MPI food compliance managere Melinda Sando said the suppliers were operating outside the regulatory framework, established in 2016.

“There have been multiple instances in the past of people getting sick after drinking raw milk from some of these suppliers. We can’t let this continue.”

The raw milk standards implemented in response to disease outbreaks linked to sales. 

A run of gastro-intestinal disease outbreaks from raw milk sales included a significant disease outbreak in Timaru in 2014. That resulted in seven people contracting campylobacter, New Zealand’s most notified gastro-intestinal disease.

The rules tightened hygiene standards in farm dairies supplying raw milk while any milk delivered off-farm requires customers to sign for it and volumes are recorded. 

The regulations were generally accepted by suppliers in a sector that had fallen through legislative cracks till that point.
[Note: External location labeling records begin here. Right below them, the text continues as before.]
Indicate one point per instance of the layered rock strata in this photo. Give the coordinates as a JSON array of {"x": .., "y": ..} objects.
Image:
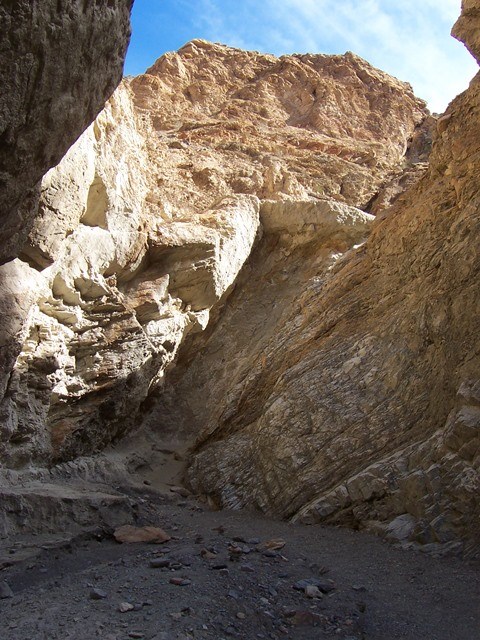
[
  {"x": 357, "y": 402},
  {"x": 59, "y": 61},
  {"x": 143, "y": 227}
]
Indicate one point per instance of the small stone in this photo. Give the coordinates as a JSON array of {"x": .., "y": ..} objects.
[
  {"x": 180, "y": 582},
  {"x": 270, "y": 554},
  {"x": 181, "y": 491},
  {"x": 312, "y": 592},
  {"x": 160, "y": 563},
  {"x": 5, "y": 591},
  {"x": 130, "y": 534},
  {"x": 273, "y": 545},
  {"x": 323, "y": 585},
  {"x": 306, "y": 618},
  {"x": 248, "y": 568}
]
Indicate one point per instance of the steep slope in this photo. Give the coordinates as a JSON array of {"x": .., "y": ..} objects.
[
  {"x": 357, "y": 402},
  {"x": 59, "y": 61},
  {"x": 145, "y": 224}
]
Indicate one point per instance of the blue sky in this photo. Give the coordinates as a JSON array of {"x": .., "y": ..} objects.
[{"x": 407, "y": 38}]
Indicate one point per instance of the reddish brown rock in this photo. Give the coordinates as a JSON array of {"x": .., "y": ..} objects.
[{"x": 130, "y": 534}]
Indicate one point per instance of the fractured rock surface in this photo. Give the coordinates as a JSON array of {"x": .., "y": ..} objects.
[
  {"x": 199, "y": 267},
  {"x": 59, "y": 61},
  {"x": 144, "y": 225}
]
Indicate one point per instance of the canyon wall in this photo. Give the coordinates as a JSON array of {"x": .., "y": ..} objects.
[
  {"x": 59, "y": 61},
  {"x": 144, "y": 225},
  {"x": 357, "y": 402},
  {"x": 198, "y": 269}
]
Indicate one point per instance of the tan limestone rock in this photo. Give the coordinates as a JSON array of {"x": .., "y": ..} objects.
[{"x": 59, "y": 62}]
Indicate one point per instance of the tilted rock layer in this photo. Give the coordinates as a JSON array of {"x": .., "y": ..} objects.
[
  {"x": 146, "y": 222},
  {"x": 199, "y": 267},
  {"x": 358, "y": 401},
  {"x": 59, "y": 61}
]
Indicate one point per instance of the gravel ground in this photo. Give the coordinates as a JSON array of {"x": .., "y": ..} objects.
[{"x": 308, "y": 582}]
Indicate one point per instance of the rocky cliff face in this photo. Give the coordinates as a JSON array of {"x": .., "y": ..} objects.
[
  {"x": 59, "y": 61},
  {"x": 145, "y": 224},
  {"x": 358, "y": 402},
  {"x": 198, "y": 269}
]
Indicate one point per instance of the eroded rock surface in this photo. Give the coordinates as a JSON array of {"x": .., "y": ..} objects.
[
  {"x": 145, "y": 224},
  {"x": 358, "y": 401},
  {"x": 199, "y": 268},
  {"x": 59, "y": 61}
]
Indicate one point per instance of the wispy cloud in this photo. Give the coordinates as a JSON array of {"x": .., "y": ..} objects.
[{"x": 407, "y": 38}]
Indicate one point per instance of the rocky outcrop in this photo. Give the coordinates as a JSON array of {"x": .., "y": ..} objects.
[
  {"x": 356, "y": 402},
  {"x": 145, "y": 224},
  {"x": 59, "y": 62}
]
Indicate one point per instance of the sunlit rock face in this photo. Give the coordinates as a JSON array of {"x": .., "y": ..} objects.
[
  {"x": 144, "y": 226},
  {"x": 59, "y": 61},
  {"x": 357, "y": 401}
]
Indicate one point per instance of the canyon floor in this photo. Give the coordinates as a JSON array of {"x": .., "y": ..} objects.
[{"x": 239, "y": 577}]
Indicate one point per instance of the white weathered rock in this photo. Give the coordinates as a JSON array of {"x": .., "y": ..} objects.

But Massey University epidemiologist associate Professor Jackie Benschop said latest post-graduate research on raw milk consumption indicates 7% of campylobacter victims in Manawatu drank raw milk.

“We recorded 1400 cases of the disease from 2012-17 so that is 105 people who consumed raw milk and got the disease.”

She believes the incidence of infection might be under-reported. Rural children are particularly vulnerable to infection.

“There was a higher proportion of raw milk-campylobacter association in rural children compared to urban.”

She suspected there is a need for greater understanding that raw milk can become infected with campylobacter through contact with dairy effluent.

Typically, campylobacter can cause vomiting and diarrhoea but can be linked to more serious complications including paralysis and kidney problems in children. 

Sando said an assortment of tactics has been used by suppliers to continue selling the milk, advertising it as pet milk or bath milk.

In 2016 some aspects of the rules were challenged by established raw milk processors. 

They included the testing frequency for high-risk diseases including listeria, campylobacter and salmonella, required once a month. 

Raw milk vendor company Village Milk founder Mark Houston had challenged that frequency, maintaining once a week should have been required.

Houston welcomed MPI’s action.

“It is good to see MPI dealing to these bad operators. I have heard the standards some have been operating to are very poor.”